As we learned in the “Preparing and formatting assignments” tutorial, the skimr package has a handy function called skim_without_charts that provides a good overview of a data object. This is a rather long function name, and in fact the main function is called skim. However, by default, skim includes small charts in its output, and we don’t want that presently, hence the use of skim_without_charts.

Let’s load that package now:

library(skimr)

And get an overview of the trout dataset, again using the pipe approach:

trout %>%
  skim_without_charts()
Table 5.1: Data summary
Name Piped data
Number of rows 9
Number of columns 3
_______________________
Column type frequency:
character 1
numeric 2
________________________
Group variables None

Variable type: character

skim_variable n_missing complete_rate min max empty n_unique whitespace
Site 0 1 10 12 0 3 0

Variable type: numeric

skim_variable n_missing complete_rate mean sd p0 p25 p50 p75 p100
Day 0 1 2.00 0.87 1 1 2 3 3
Trout_Caught 0 1 2.78 1.79 0 1 3 4 5

A lot of information is provided in this summary output, so let’s go through it:

  • The Data Summary shows the name of the object, the number of rows, and the number of columns
  • Column type frequency shows how many columns (variables) are of type “character”, which is equivalent to “categorical”, and how many are “numeric”
  • Group variables shows if there are any variables that are specified as “grouping” variables, something we don’t cover yet.
  • Then it provides summaries of each of the variables, starting with the character or categorical variables, followed by the numeric variables
  • Each summary includes a variety of descriptors, described next
  • The “n_missing” descriptor tells you how many observations are missing in the given variable. In the “trout” dataset we don’t have any missing values
  • The “n_unique” descriptor for categorical variables indicates how many unique values (categories) are in that variable; for the “Site” variable in the “trout” dataset there are 3 unique values
  • The descriptors for the numeric variables include the mean, standard deviation (sd), and the quantiles

Now you have what you need to answer each of the questions listed above!
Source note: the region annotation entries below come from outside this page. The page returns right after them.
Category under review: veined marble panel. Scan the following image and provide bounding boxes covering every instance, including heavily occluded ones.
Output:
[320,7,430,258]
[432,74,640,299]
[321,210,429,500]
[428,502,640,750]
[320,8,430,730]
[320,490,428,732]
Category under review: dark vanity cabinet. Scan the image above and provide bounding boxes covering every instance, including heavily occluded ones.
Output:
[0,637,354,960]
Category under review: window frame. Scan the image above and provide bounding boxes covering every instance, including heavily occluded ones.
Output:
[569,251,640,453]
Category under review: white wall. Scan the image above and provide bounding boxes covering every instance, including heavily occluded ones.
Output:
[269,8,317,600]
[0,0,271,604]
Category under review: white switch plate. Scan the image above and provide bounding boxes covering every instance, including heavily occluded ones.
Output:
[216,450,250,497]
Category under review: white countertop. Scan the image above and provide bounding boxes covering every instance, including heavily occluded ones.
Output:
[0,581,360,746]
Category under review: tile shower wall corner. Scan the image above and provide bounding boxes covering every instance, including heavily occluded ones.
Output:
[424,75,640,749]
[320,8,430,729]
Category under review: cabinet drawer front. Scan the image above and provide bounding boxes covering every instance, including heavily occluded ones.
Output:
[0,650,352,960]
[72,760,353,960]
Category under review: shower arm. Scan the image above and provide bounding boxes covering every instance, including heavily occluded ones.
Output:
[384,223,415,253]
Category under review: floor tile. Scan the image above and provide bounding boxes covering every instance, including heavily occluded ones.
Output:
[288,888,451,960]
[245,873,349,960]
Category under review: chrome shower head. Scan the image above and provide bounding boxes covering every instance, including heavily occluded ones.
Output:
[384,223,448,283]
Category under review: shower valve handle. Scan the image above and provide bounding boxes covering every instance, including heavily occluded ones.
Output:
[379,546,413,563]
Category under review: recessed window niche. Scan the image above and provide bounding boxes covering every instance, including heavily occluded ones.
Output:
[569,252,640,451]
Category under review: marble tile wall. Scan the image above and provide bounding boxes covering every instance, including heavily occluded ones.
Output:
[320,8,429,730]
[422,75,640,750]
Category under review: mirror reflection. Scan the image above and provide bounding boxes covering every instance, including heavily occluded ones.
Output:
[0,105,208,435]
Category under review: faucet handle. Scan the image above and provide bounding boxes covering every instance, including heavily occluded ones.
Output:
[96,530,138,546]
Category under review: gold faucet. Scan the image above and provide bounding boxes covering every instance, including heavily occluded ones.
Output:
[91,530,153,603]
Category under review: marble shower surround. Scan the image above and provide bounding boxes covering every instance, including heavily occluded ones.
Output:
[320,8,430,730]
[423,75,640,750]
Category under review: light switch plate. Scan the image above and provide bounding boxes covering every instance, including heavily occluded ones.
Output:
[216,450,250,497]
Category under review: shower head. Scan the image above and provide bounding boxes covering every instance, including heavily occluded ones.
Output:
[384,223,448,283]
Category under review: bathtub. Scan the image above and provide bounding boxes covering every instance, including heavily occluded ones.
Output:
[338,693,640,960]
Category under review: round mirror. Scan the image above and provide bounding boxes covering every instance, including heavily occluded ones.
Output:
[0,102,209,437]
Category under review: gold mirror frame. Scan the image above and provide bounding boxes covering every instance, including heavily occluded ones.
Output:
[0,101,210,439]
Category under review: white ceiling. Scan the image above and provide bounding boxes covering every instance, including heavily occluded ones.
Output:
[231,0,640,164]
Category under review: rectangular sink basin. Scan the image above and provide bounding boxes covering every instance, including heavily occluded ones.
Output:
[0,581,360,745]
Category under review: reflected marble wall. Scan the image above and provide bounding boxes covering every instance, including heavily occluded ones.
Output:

One additional function that is useful during the overview stage is head. This function just gives you a view of the first 6 rows of the dataset:

# we can use head(trout), or the pipe approach: 
trout %>%
  head()
## # A tibble: 6 × 3
##   Site           Day Trout_Caught
##   <chr>        <dbl>        <dbl>
## 1 Mabel-lake       1            1
## 2 Mabel-lake       2            3
## 3 Mabel-lake       3            3
## 4 Postill-lake     1            3
## 5 Postill-lake     2            4
## 6 Postill-lake     3            5

When you use head on a “tibble”, like we have here, it outputs another “tibble”, in this case 6 rows by 3 columns. But recall that the full “trout” dataset includes 9 rows and 3 columns.